A bill that would take some power away from condominium associations and allow condo owners to rent their properties has made it to the Legislature again but in a different form.

Rep. Jack Harper of Surprise, R-District 4, has resurrected the bill by amending another piece of legislation. Essentially, House Bill 2545, which had raised much concern in the Sun Cities because some feared it could affect the communities’ age overlay status, is back as part of HB 2558.

The new bill has similar wording to the original, which went nowhere in the Legislature, but includes one important change: If a no-rental clause was in place at the time of the unit purchase, that contract will still stand.

Even so, Reps. Rick Gray and Rep. Debbie Lesko, R-District 9, are prepared to vote no on the new bill when it comes before the full GOP caucus.

“I will vote any way my constituents want me to,” Lesko said and, in this case, that is no.

Added Gray: “I don’t think passing legislation is the way to do this.”

The new wording is attached to a bill concerning landlords forced to pay their former tenants unpaid utility bills, which Lesko and Gray had previously supported. But, Gray said, that bill has been “completely gutted and changed.”

Gray said he believed the original condo bill violated contract law, and he fought it.

“I thought it was just lawsuits waiting to happen,” Gray said.

Since this new bill doesn’t “arbitrarily negate” no-rental clauses in existing contracts, Gray said it is a move in the right direction, but he will still vote against it.

“I think it’s kind of trying to go halfway,” Gray said of the new bill. “I’ve made it plain that I’m going to vote no on it.”

Linda Lindquist, Sun City Home Owners Association board president, said while some people might not be able to sell their homes and are looking to rent, the bill has the potential to hurt all condo owners.
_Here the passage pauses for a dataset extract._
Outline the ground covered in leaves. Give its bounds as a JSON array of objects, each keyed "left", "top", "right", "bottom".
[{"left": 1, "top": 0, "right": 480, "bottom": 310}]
Lindquist explained if more than 50 percent of a condo community leases to renters, the building classifications change, and all utilities would be billed as a commercial property, leading to potential increases in water, gas, and more for everyone in that condo association.

“The bottom line is, it’s the unintended consequences,” Lindquist said.

Lesko and Gray were uncertain when a vote will occur on the new bill.

“I’m working on it,” Lesko said, regarding changes to benefit her constituents.

Both versions of the bill include stipulations that a condo owner would not need to supply the condo association with a copy of their contract with a renter, which raised concerns that Sun City’s age restrictions might be in danger, but Lesko said that would not be a problem.

“The whole age thing, that really is not a factor,” Lesko said. Sun City’s CC&Rs would still hold true for anyone living in their community, whether they are buying or renting.

While Gray and Lesko have been receiving many emails and calls about the condo bill, Gray recommended that concerned Sun Citians contact all the legislators, since everyone will be voting on the bill.

“This bill might not even make it all the way through, we just don’t know,” Lesko said.